GABAB receptors are G protein-coupled receptors that are specifically activated by GABA, the most important inhibitory neurotransmitter in the mammalian brain.
GABAB receptors are widely expressed in the pre-synaptic and post-synaptic of almost all neurons and in astrocytes, and play an important role in regulating synaptic function and short-term plasticity.
The activation of presynaptic GABAB receptors significantly inhibits the release of neurotransmitters in excitatory and inhibitory synapses by inhibiting the activity of Ca2+ channels or other mechanisms that are independent of Ca2+ channels.
However, the molecular mechanism of GABAB signal transduction complex assembly is still unclear.
Researchers combine molecular, genetic, viral, optogenetics, electrophysiology, immunohistochemistry, super-resolution optical microscopy imaging technology and other interdisciplinary methods to systematically compare four different model synapses in the center, including the calyx of the brainstem.
Held excitatory synapses, the excitability and inhibitory synapses of hippocampal CA1 pyramidal neurons, and the inhibitory synapses of cerebellar blue cells.
It was found that knocking out all neurexins can effectively reduce the effect of G-protein coupled GABAB receptors on nerves.
Regulation of transmitter release.
STORM super-resolution optical imaging further reveals that the loss of neurexins leads to impaired spatial distribution of GABAB receptors at synaptic terminals.
This result suggests for the first time that neurexins is a key molecule that regulates presynaptic G-protein coupled metabotropic receptors, thereby expanding the role of neurexins as a central organizer in the presynaptic active area.
Researcher Luo Fujun from the Biological Island Laboratory is the independent corresponding author of the paper, and Dr.
Alessander Sclip from the Thomas Südhof team of Stanford University at Stanford University made an equally important contribution.
Original link:Bio-Island Laboratory Luo Fujun's research group recruits post-doctorate post.
This research group focuses on the synaptic and molecular mechanisms of neural circuits, using genetically modified small Mouse and molecular and genetic methods, combined with interdisciplinary techniques such as patch clamp recording, optical imaging, immunohistochemistry, and behavior, systematically analyze how neuronal circuits specifically establish and regulate synaptic connections, thereby mediating animal behavior.

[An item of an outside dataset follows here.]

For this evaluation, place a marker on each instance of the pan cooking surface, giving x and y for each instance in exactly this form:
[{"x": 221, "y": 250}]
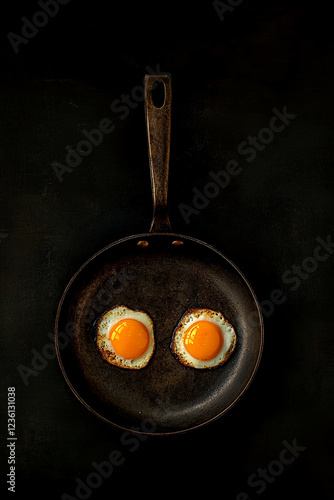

Resume delivery (our company promises to keep all the materials submitted by the applicants strictly confidential, and evaluates them based on the applicant’s resume, research results, research plans and development potential; interested parties please send their resumes and 3 referrals’ Name and contact information (telephone/email), copy of academic degree certificate, electronic version of published article and personal research experience, interests and career goals sent to): https://jinshuju.
net/f/ZqXwZt or scan the two-dimensional Code delivery resume plate maker: 11 References 1.
Luo F, Sclip A, Jiang M, Südhof TC.
(2020).
Neurexins cluster Ca2+ channels within the presynaptic active zone.
EMBO J.
39(7): e103208.
doi: 10.
15252/embj.
2019103208.
Reprinting instructions [Non-original articles] The copyright of this article belongs to the author of the article.
Personal forwarding and sharing are welcome.
Reprinting is prohibited without permission.
The author has all legal rights and offenders must be investigated.